Despite the historical link with my favourite Beatles song, The Mail and the similar Express, often called “middle-market” papers, tend to be conservative and euro-sceptic. As you can tell from my blog, I am pretty Euro-positive, so I decided to look for something a little more in line with my values.
That left me with the Broadsheets. These are the classy papers, the ones that fancy people read. Oh, and me, as well, even though I am not too fancy.
Each paper has a definite political slant. The Telegraph, sometimes called The Tory-graph, is conservative, while the other broadsheets tend to be more liberal. Well, the Financial Times isn’t really liberal, per se, but rather is so focused on business and the stock market to give too much care for liberal or conservative thoughts on social policy. Anyway, I am more liberal than conservative, so I decided to pick one of the other broadsheets.
The Independent is a centre-left paper, an out-growth from The Dublin Independent, but no one really reads it, so I was able to dismiss it pretty easily.
The Guardian and its Sunday edition called The Observer are left of centre and socially liberal.
The Guardian was originally published in Manchester, with the most early editions being sent from Manchester to London. I didn’t know this, but apparently the later runs of newspapers have less errors, because they are being caught and corrected as the run continues. To get the paper into the shops for the morning commuters, London papers sent their early editions to the North of England, whereas early editions of the Guardian came down to London.
Because of Londoners getting the early editions of the Guardian, many folks in London would find spelling errors in the Guardian, leading to it being dubbed the Grauniad, after an urban-myth of the newspaper’s name being misspelt on the banner.
I don’t mind the Guardian, and their headquarters aren’t in Manchester anymore, but rather down in King’s Cross, London, just a block from my flat.
However, I finally settled on reading the Times on Saturday and Sunday, mostly because my current flat mate reads The Times on Saturdays and Sundays, and therefore we can share the cost of buying the papers.
So, on Sunday mornings I get up, throw on a pair of jeans, a t-shirt and a pair of sandals and walk half a block up Caledonian Road to the News Agent.

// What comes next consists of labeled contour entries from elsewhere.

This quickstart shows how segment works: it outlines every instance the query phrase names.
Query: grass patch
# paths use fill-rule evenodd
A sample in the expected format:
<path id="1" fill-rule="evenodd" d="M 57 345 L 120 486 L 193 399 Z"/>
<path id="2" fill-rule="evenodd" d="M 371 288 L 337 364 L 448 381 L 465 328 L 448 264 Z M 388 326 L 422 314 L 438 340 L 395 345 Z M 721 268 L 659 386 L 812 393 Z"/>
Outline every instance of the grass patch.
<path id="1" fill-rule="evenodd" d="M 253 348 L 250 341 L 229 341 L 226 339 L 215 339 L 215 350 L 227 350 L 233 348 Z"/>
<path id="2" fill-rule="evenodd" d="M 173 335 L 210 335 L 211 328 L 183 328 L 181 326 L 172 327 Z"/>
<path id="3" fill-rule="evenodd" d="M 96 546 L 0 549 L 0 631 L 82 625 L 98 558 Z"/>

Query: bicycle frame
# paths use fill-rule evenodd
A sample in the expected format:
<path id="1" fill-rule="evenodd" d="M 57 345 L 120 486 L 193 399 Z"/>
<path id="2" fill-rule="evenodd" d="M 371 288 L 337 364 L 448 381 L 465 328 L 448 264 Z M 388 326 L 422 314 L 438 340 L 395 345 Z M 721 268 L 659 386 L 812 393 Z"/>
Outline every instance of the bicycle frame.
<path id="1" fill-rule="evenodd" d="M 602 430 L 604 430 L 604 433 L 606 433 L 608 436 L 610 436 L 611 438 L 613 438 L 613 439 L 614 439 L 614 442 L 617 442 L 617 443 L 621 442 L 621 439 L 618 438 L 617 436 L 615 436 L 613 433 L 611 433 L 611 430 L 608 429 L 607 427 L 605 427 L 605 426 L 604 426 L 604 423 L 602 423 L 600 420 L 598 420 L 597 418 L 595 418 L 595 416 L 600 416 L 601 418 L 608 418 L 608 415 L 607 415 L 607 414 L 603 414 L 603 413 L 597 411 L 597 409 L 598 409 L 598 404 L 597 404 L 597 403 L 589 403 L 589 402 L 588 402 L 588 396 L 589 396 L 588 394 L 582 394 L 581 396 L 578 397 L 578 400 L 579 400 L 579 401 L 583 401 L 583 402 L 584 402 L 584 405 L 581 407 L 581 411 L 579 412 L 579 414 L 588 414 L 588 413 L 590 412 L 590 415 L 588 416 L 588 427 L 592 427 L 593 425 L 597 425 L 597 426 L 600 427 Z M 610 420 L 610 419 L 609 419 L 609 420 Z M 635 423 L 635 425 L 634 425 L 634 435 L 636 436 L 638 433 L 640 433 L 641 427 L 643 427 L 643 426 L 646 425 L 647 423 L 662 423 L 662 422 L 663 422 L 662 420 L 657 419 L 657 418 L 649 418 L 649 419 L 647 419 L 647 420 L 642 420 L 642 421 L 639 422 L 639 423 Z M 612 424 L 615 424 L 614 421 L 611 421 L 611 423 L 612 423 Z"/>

There, in exchange for two of my hard earned pounds, I get a thick newspaper that’ll keep me busy for the next four hours, plus a few hours here and there during the week thanks to the magazines.
I return home, make myself some toast and peanut butter and settle in to read the Sunday Times.
So, what does this choice of paper say about me? Well, officially, the paper is centre-right, so I guess that means I am a little bit conservative. I suppose that isn’t surprising. After all, I do tend to meander over the spectrum of voting. Mostly though, it says I like the concept of not always having to buy the paper.
Perhaps, though, it is best to leave it to others to determine what it says about me. For that, I turn to 1980s sitcom Yes, Prime Minister and their episode entitled “A Conflict of Interest.”
Prime Minister Jim Hacker: I know exactly who reads the papers. The Daily Mirror is read by people who think they run the country. The Guardian is read by people who think they ought to run the country. The Times is read by people who actually do run the country. The Daily Mirror is read by the wives of the people who run the country. The Financial Times is read by people who own the country. The Morning Star is read by people who think the country ought to be run by another country. The Daily Telegraph is read by people who think it is.
Sir Humphrey: Prime Minister, what about people who read the Sun.
Bernard: Sun readers don't care who runs the country as long as she's got big tits.